Craig, who is also the associate director of human-computer interaction for the Institute of Computing in Humanities, Arts and Social Science (I-CHASS), and Kalev Leetaru, a former NCSA staffer who is now coordinator of information technology and research for the Cline Center for Democracy, were building databases using automatic Web crawling and needed a way of knowing when to stop adding to the collection.

"So this is a method to sort of help figure that out and also direct that system to go looking for more specific pieces of information," Craig said.

Using any collection of information, Craig and Leetaru's method graphs the data, analyzes conceptual distances within the graph and identifies parts of the corpus that are missing important documents. The system then suggests additional concepts that best fill the gaps, creating an otherwise non-existent link between two related concepts. Leetaru said it helps users to complete knowledge bases with information they are initially unaware of.

"You only know what you know, you don't know what you don't know," Leetaru said. "The idea is essentially a system that can help guide you through the process of trying to figure out where the holes are in your knowledge."

Leetaru said applications for the method are endless. The corpus does not have to be computer-based and is useful in any situation that involves a collection of data users are not sure is complete.

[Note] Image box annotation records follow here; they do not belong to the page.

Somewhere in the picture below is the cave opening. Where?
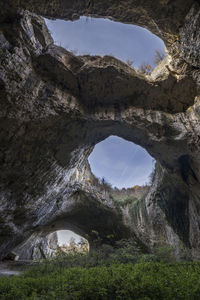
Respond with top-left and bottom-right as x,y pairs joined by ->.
45,16 -> 166,72
56,230 -> 89,249
88,135 -> 155,189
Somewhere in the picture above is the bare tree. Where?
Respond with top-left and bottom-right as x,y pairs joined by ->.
126,59 -> 134,67
138,62 -> 151,75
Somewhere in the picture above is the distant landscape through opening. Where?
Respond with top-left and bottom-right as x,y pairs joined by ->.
88,136 -> 154,189
45,16 -> 158,188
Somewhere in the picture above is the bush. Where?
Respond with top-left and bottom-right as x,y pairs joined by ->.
0,262 -> 200,300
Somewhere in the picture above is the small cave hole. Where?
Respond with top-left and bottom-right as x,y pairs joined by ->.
56,230 -> 89,253
88,136 -> 155,189
45,16 -> 166,74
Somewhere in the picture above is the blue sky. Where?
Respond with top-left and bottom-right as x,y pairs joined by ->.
46,17 -> 160,188
46,17 -> 164,67
88,136 -> 154,188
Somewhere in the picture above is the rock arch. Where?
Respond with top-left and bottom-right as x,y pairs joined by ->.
0,0 -> 200,257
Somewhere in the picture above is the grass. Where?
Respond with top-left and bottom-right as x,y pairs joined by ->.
0,240 -> 197,300
0,262 -> 200,300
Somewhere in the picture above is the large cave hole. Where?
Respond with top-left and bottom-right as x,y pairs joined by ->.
56,230 -> 89,253
46,16 -> 165,73
88,136 -> 155,189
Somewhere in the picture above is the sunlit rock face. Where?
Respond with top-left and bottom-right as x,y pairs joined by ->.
0,0 -> 200,258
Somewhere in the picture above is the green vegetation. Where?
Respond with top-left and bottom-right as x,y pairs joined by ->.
0,240 -> 196,300
0,262 -> 200,300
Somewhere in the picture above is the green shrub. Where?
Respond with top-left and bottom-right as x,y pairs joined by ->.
0,262 -> 200,300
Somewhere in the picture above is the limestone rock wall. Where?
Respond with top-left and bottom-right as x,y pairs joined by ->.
0,0 -> 200,258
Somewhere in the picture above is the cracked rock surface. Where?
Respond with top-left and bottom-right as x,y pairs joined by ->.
0,0 -> 200,258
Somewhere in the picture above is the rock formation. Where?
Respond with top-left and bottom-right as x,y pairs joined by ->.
0,0 -> 200,258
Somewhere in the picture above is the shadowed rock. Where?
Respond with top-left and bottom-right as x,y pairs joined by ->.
0,0 -> 200,257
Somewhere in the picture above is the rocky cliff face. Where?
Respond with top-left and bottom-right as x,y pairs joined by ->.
0,0 -> 200,258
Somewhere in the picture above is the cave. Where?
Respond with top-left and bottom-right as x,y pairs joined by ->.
88,136 -> 155,189
0,0 -> 200,259
11,230 -> 89,261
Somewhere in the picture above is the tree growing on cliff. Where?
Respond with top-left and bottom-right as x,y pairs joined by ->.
154,50 -> 166,65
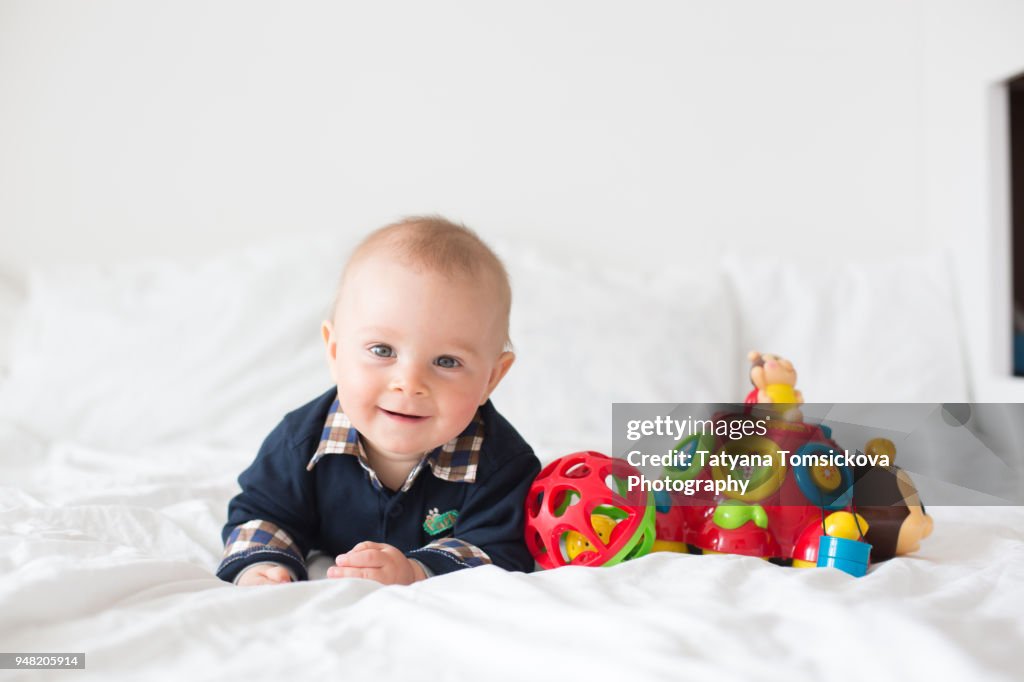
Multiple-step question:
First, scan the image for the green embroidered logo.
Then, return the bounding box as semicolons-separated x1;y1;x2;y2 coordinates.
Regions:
423;507;459;536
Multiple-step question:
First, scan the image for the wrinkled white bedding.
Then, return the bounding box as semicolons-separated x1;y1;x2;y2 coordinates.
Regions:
0;429;1024;680
0;242;1011;682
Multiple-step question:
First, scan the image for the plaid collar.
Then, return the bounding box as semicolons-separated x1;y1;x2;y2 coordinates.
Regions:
306;398;483;492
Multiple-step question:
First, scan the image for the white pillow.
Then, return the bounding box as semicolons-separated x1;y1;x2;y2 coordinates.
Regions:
494;244;742;459
0;237;354;452
725;254;968;402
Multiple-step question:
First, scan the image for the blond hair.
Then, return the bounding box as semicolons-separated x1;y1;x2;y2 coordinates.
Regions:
330;215;512;350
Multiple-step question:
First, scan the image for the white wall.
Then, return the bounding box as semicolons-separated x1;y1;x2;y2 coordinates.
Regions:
925;0;1024;401
0;0;1024;399
0;0;932;268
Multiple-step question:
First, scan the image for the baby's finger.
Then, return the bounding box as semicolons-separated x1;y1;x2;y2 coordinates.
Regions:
334;549;385;568
348;540;387;552
327;566;380;581
263;566;292;583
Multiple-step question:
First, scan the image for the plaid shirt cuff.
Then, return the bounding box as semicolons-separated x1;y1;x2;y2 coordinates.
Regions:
231;561;298;585
406;538;490;576
217;519;307;583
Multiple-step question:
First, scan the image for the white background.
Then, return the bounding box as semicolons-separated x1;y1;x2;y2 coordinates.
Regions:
0;0;1024;399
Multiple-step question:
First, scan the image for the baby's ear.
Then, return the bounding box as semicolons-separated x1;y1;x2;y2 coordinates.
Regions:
480;350;515;404
321;319;338;381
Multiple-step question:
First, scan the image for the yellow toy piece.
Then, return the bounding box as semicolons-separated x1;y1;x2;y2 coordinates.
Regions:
565;514;615;561
811;464;843;493
825;512;867;540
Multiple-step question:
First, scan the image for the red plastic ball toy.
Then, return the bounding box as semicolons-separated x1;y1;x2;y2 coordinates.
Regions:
525;452;654;568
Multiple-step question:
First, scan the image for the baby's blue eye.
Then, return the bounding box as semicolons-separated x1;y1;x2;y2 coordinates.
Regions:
370;343;394;357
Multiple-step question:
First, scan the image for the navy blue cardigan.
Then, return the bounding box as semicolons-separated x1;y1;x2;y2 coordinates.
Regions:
217;388;541;581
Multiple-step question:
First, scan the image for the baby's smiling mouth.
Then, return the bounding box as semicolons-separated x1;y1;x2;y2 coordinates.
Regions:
377;407;427;422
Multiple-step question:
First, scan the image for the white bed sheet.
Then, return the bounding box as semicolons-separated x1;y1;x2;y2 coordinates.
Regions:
0;423;1024;681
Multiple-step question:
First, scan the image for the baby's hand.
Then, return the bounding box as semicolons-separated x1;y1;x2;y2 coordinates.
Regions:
237;564;292;587
327;542;427;585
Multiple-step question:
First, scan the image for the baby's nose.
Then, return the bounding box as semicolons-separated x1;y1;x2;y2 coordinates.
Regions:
391;366;427;394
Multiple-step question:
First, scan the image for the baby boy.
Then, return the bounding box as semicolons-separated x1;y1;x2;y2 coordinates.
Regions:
217;218;540;585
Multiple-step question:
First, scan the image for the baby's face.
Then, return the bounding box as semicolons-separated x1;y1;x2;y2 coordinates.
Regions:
323;255;514;461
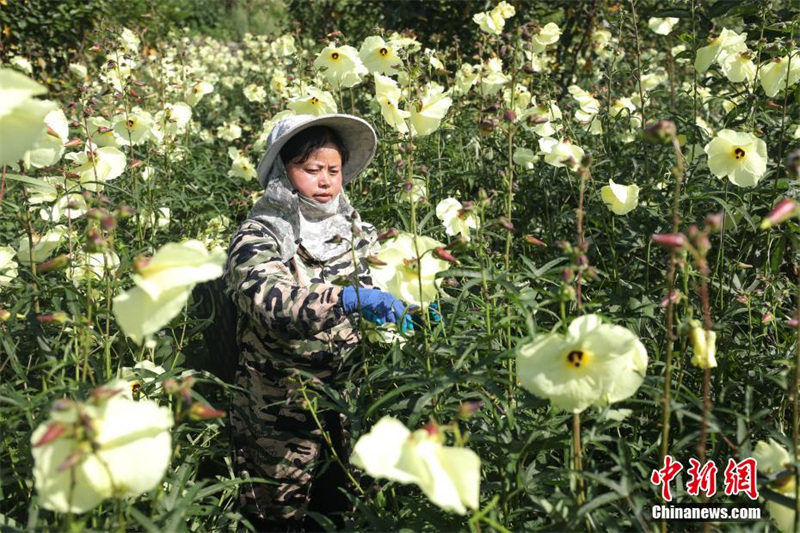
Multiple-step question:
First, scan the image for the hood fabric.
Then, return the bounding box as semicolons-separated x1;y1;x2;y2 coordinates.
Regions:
247;118;368;263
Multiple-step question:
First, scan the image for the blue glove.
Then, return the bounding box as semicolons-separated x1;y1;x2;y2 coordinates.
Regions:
341;287;414;333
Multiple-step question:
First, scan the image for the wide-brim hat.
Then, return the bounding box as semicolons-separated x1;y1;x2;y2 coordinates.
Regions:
258;114;378;187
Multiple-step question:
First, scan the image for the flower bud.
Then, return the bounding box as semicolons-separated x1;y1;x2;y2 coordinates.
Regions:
650;233;686;248
523;235;547;247
433;246;460;265
36;254;69;274
760;198;800;229
378;228;400;242
189;402;227;420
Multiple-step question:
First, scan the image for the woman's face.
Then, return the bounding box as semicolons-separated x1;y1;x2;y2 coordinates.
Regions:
286;144;342;203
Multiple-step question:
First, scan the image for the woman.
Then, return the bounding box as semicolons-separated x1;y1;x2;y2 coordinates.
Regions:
226;115;412;530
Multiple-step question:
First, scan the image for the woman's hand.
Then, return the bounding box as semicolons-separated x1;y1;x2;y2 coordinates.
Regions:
341;287;414;333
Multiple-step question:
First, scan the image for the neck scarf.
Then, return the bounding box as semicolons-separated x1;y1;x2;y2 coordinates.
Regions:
247;158;359;263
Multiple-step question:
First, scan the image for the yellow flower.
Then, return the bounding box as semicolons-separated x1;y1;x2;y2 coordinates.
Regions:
184;81;214;107
472;2;516;35
64;141;126;192
689;323;717;368
22;109;69;169
113;109;161;145
481;57;511;96
371;232;450;307
600;179;639;215
375;74;411;133
0;246;18;287
517;315;647;413
647;17;680;35
0;68;57;165
286;87;336;115
410;82;453;137
358;35;403;76
531;22;561;53
758;51;800;98
753;439;795;533
114;240;225;344
350;416;481;515
17;225;68;265
31;394;173;513
436;198;480;240
694;28;747;74
719;50;756;83
539;137;584;169
703;129;767;187
314;44;369;89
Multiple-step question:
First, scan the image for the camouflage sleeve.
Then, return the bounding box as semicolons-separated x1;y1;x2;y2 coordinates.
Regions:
226;219;345;339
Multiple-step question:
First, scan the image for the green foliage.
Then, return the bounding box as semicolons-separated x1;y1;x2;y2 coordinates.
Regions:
0;0;800;531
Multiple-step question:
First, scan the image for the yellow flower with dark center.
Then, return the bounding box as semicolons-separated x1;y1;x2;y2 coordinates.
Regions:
517;315;647;413
704;129;767;187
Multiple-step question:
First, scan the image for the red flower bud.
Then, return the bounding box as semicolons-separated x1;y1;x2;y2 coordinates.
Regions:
650;233;686;248
761;198;799;229
433;246;460;265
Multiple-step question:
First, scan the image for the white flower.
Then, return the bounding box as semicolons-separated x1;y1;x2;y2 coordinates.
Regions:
436;198;479;240
600;179;639;215
31;394;173;513
350;416;481;514
647;17;680;35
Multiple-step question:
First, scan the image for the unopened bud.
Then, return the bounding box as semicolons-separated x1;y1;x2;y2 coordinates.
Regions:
761;198;800;229
433;246;460;265
378;228;400;242
64;137;83;148
36;311;69;324
31;421;67;448
189;402;226;420
497;217;514;233
36;254;69;274
523;235;547;247
650;233;686;248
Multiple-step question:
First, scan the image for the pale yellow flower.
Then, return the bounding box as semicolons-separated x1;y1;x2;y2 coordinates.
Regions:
517;315;647;413
375;74;411;133
694;28;747;74
22;109;69;169
472;2;516;35
350;416;481;515
531;22;561;53
647;17;680;35
600;179;639;215
703;129;767;187
539;137;584;169
371;232;450;307
17;225;69;265
314;44;369;89
436;198;480;240
114;240;225;344
286;87;336;115
689;324;717;368
0;246;18;287
409;82;453;137
31;394;173;513
0;68;57;165
358;35;403;76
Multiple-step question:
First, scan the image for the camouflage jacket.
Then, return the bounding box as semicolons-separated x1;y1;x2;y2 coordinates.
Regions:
225;216;378;382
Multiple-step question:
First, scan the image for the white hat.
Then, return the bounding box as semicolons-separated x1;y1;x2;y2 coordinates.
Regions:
258;115;378;187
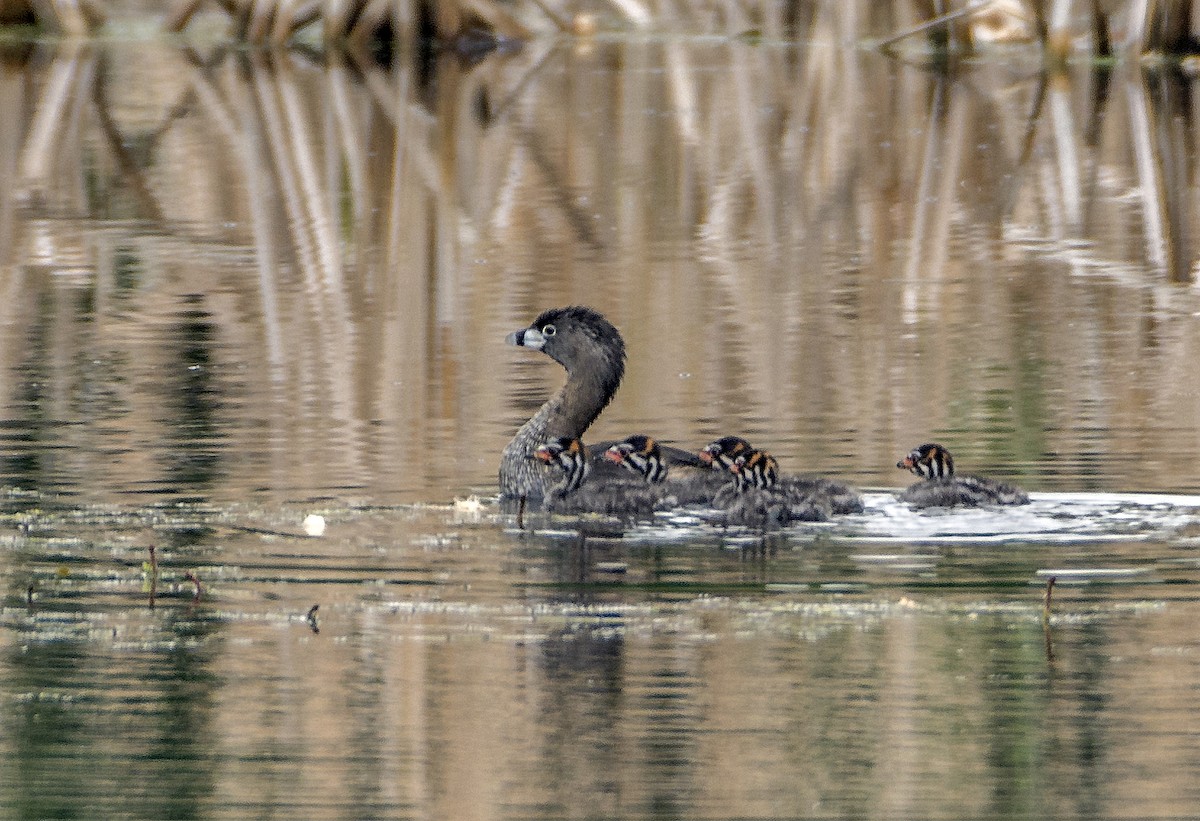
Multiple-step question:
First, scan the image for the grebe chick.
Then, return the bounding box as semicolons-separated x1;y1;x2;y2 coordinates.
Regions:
499;306;625;499
896;443;1030;508
701;436;863;521
700;436;754;471
534;437;664;515
604;433;731;509
713;448;834;527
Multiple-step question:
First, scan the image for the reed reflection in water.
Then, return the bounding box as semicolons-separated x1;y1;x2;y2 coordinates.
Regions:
0;30;1200;817
0;40;1200;499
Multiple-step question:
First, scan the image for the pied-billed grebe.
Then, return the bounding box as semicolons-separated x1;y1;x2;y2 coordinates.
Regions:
604;433;732;508
706;437;863;526
534;437;664;515
700;436;752;471
896;443;1030;508
499;306;625;499
533;437;592;497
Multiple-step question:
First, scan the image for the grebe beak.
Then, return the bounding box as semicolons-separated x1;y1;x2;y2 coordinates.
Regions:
504;328;546;350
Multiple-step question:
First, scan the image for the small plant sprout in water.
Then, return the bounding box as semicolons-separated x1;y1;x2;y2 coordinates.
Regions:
184;570;204;604
304;514;325;538
142;545;158;609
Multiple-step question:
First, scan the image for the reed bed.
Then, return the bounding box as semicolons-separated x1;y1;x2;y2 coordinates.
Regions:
7;14;1200;494
0;0;1198;59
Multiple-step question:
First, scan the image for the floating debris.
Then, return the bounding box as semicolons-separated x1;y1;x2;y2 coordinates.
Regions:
304;514;325;538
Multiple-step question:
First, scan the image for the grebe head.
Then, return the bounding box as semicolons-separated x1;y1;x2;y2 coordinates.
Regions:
700;436;754;471
533;437;589;496
896;443;954;479
604;433;667;484
730;450;779;491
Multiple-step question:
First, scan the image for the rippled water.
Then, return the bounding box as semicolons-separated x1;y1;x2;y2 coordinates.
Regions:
0;11;1200;819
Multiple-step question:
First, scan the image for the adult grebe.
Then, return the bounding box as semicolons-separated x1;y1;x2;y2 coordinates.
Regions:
499;306;625;499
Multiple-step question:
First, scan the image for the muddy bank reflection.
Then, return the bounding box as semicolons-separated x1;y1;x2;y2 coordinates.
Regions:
0;40;1200;499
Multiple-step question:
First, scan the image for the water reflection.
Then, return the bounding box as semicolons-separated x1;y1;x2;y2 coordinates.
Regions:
0;41;1200;499
0;25;1200;817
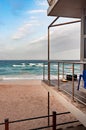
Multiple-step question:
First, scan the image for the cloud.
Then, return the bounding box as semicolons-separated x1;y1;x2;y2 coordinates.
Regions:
12;19;40;40
35;0;48;6
27;9;46;14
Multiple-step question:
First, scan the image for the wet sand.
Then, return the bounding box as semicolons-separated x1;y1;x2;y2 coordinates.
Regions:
0;80;80;130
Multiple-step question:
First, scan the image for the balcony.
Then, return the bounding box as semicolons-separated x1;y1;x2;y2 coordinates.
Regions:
47;0;86;18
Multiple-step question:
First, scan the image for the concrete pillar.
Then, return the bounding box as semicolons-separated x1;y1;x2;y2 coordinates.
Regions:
80;9;86;69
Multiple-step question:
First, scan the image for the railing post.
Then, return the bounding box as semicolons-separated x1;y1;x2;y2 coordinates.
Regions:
48;92;50;126
4;119;9;130
53;111;56;130
43;63;45;81
63;62;64;79
72;64;74;101
58;62;59;90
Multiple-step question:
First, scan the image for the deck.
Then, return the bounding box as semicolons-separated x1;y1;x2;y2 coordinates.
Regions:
44;80;86;106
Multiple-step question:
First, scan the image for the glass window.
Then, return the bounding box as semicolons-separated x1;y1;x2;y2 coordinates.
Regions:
84;38;86;58
84;16;86;34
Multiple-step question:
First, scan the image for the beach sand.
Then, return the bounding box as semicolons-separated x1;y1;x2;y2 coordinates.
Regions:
0;80;80;130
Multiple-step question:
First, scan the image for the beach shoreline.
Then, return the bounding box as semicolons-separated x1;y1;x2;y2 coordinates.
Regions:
0;80;80;130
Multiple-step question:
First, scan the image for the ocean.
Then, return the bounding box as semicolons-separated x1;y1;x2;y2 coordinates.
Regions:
0;60;80;80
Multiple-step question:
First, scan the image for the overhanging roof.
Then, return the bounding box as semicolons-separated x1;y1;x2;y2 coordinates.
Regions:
48;0;86;18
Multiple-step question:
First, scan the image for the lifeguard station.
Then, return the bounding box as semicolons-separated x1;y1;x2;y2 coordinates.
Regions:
43;0;86;126
47;0;86;88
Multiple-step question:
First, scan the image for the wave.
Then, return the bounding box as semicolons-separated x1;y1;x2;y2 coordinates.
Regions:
0;75;43;81
12;63;26;67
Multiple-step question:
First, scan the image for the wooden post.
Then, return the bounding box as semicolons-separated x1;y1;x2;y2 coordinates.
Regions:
4;119;9;130
43;63;45;81
72;64;74;101
48;27;50;85
48;92;50;126
63;62;64;79
58;62;59;90
53;111;56;130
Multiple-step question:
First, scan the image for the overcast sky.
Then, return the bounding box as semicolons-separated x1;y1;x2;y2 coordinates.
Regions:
0;0;80;60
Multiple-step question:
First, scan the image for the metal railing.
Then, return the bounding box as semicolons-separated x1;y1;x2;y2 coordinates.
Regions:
43;61;86;105
0;111;79;130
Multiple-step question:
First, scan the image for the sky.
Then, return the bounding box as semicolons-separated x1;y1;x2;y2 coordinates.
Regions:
0;0;80;60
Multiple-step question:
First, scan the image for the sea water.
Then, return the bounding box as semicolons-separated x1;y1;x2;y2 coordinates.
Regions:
0;60;80;80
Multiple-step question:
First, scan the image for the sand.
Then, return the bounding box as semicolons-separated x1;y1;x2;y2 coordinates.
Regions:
0;80;80;130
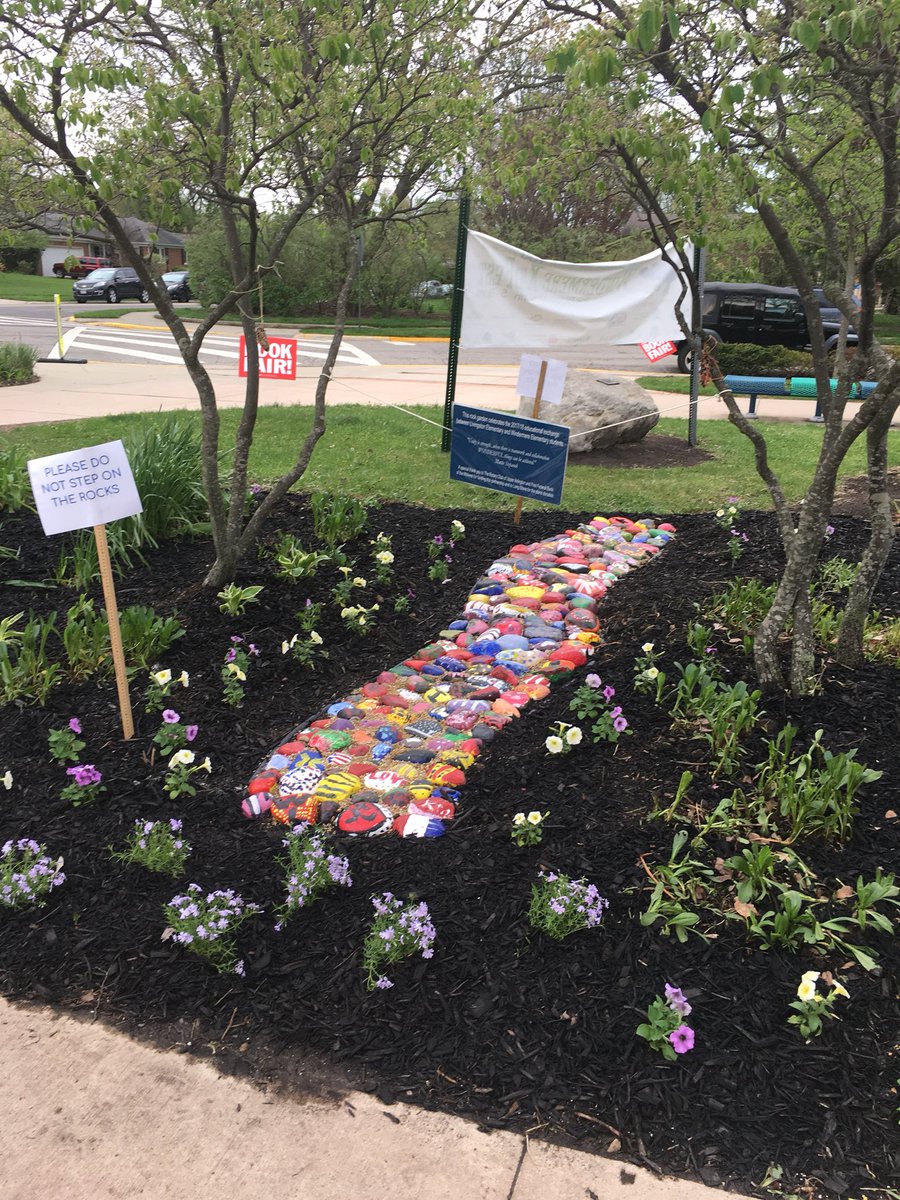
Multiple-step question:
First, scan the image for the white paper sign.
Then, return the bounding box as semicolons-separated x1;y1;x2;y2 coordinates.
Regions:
516;354;568;404
28;442;144;536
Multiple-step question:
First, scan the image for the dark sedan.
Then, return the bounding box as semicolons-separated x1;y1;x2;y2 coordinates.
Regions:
162;271;193;300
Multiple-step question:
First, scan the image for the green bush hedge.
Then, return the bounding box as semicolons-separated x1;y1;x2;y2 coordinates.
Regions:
715;342;812;378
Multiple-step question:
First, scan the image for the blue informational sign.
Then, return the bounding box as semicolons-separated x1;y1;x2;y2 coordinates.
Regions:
450;404;569;504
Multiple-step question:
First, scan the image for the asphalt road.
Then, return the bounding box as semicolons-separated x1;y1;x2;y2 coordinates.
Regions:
0;300;676;374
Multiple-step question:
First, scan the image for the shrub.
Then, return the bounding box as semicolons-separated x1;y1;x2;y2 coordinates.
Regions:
715;342;812;378
0;342;38;385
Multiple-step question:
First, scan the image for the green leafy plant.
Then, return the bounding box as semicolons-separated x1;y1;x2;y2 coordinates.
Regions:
635;983;695;1062
0;342;41;385
0;838;66;908
787;971;850;1038
275;824;353;932
0;612;61;704
0;445;34;512
163;883;263;974
112;817;191;877
272;533;330;583
528;869;610;942
47;716;86;762
216;583;263;617
310;492;368;547
362;892;437;991
144;667;191;713
162;749;212;800
569;673;632;743
510;811;550;846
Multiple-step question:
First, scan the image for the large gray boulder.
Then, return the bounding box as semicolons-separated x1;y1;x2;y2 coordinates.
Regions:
518;371;659;454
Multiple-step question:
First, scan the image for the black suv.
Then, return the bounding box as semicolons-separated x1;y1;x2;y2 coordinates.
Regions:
72;266;150;304
678;283;857;372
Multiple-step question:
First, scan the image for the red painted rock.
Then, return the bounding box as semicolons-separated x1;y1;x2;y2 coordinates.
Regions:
337;800;394;838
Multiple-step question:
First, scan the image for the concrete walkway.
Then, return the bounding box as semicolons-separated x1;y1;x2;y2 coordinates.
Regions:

Leetaru started working for Craig as an undergraduate student at Illinois. Over the years, the two have collaborated on several projects. "Identifying Conceptual Gaps in a Knowledge Base" is the first patent resulting from a portfolio of disclosures Craig and Leetaru have sent to the university's Office of Technology Management.

The researchers hope that many people will find the newly patented system useful for a wide array of fields.

"I think it's great because, for better or for worse, having a patent implies that it is a contribution of knowledge," Craig said. "I think that's a very valuable thing for us to do here at NCSA is to contribute to the world of knowledge."